Sorry I had to delete my comment for poor spelling.... how embarrassing! *blush*

Now the comment:

I plead the fifth or something! I have no idea what you could be talking about or implying and I am shocked and appalled at the suggestion! (OK that was for the FBI)_Very funny actually to thing of YOU writing a "in the know" drug commercial. Perhaps next they should get to write one about .... ummm trying to think of things you wouldn't know about and drawing a blank......"deep space and why we should all go there!"

4:15 PM  
Anonymous Agent Stuart of the FBI said...

the person whose alias is "AJ" is known to us and we are tracking the suspicious movements of this person. They have been observed in various "narcotic dens" with many other sparrows.... I mean hawks.
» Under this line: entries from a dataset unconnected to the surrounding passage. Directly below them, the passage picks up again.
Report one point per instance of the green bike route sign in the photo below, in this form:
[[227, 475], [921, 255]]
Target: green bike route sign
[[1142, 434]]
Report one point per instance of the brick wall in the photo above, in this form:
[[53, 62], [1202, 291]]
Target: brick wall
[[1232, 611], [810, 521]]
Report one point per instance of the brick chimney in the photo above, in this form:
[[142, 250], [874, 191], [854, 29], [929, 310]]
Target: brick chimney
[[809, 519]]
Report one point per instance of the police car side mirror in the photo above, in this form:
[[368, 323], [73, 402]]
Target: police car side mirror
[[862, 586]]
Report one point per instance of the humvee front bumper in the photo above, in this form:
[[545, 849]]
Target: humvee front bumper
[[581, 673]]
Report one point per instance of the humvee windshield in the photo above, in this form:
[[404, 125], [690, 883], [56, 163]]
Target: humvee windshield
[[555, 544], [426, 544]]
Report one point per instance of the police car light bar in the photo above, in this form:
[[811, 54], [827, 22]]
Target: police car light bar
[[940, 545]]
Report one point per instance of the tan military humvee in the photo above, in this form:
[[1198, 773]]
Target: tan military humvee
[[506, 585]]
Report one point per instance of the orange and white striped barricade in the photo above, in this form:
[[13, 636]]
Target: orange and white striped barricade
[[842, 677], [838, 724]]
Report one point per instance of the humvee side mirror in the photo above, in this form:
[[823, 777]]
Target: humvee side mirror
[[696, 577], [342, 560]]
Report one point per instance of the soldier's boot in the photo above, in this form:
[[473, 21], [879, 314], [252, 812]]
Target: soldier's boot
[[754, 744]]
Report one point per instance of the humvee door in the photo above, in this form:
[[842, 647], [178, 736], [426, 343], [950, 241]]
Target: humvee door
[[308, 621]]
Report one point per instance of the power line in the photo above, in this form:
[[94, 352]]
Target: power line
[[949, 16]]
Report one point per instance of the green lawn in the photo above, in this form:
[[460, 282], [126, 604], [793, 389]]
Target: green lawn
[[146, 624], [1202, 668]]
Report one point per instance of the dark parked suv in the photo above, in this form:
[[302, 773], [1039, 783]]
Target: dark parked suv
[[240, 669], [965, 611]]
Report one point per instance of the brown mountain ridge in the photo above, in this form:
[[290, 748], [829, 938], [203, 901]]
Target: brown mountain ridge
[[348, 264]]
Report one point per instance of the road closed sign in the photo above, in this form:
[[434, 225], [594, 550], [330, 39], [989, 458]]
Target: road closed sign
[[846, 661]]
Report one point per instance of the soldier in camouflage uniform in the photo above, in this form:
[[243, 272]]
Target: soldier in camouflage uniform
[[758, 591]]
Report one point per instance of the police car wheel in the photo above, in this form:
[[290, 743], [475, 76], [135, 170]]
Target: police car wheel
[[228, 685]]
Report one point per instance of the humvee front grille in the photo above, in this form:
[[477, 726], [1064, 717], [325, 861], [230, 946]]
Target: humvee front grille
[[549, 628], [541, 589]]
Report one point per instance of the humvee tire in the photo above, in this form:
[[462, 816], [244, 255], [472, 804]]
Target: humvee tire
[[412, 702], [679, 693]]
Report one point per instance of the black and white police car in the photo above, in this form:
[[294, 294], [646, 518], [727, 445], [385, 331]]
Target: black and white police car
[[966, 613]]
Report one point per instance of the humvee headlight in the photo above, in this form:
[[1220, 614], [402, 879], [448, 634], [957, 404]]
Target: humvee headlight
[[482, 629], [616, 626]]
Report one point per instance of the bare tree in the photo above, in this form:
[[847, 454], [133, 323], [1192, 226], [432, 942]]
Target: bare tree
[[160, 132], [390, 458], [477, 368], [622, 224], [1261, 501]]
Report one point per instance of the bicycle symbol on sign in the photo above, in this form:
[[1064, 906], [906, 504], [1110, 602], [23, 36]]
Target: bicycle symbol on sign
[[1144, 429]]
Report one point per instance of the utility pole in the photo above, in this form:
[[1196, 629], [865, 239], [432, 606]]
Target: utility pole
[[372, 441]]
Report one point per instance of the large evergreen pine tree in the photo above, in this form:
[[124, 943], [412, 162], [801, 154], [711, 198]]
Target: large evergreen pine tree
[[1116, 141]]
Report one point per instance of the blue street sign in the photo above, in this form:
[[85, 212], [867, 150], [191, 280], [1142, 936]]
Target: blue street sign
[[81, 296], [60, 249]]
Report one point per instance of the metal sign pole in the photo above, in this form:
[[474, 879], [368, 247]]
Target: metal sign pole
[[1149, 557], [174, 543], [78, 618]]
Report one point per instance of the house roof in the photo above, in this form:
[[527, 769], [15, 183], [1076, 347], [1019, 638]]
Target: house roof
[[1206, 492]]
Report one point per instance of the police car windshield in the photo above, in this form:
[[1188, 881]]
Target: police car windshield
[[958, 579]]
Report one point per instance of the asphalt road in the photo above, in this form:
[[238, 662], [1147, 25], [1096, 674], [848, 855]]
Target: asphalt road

This person is known to be extremely dangerous and we will provide extra protection for randomness.

4:41 PM  
Blogger Adele Richards said...

Dear "I hope you can guess"

Nice try, Prince William, but I wish you'd just leave me alone. I'm already married for Pete's sake! (and also, Dave's)

8:24 PM  
Blogger Adele Richards said...

Dear "I hope you can guess"

Apparently you aren't Prince William...he always leaves his comments as Mr Pants.

I have some ideas of who you could be, but I need more clues...or just email me. I am most intrigued, and that is when I am at my most dangerous.

Spill the beans, mate.

Love, Adele

p.s great to have you on-board Agent Stuart

8:26 PM  
Anonymous Krista said...

once again the dictionary has come out so that everyone can understand what adele is Really trying to say.

DEF: Damp Squibs: gross mildewing sink wash cloths that have been left out wet for one to many days; an asian delicacy (sea creature that's a cousin to squid) served with purple cabbage and lots of fish sauce (thus the damp part).

2:40 PM  
Anonymous jason said...

i'm not sure how true to form they are but the films Snatch and Lock Stock and 2 Smoking Barrels seem like great repesentations of British drug/crime/car-accident culture...

2:44 PM  
Blogger Laura said...

Hello pickle,

If the commercial folk question your er... commercial and say it's not up to the minute drug speak. Then just tell them that as soon as some new lingo comes out it changes the following day and also it's colloquial so you could be appeallng to northern 14year olds and no one else! I love the drink driving idea very stark. You're a clever lady indeed.
Snogs
L
x

6:22 PM  
Anonymous HRH Prince William said...

One is totally shocked and appalled at the suggestion that I, HRH Prince William Arthur Philip Louis, am actually Mr Pants. I have no connection with the said gentleman and I wish you to print a retraction.

9:31 AM  
Anonymous Mr Pants said...

I, Mr P Pants, am flabbergasted at the claim that la-de-dah, Prince William is actually Mr Pants. Now, I intend to sue the pants off you.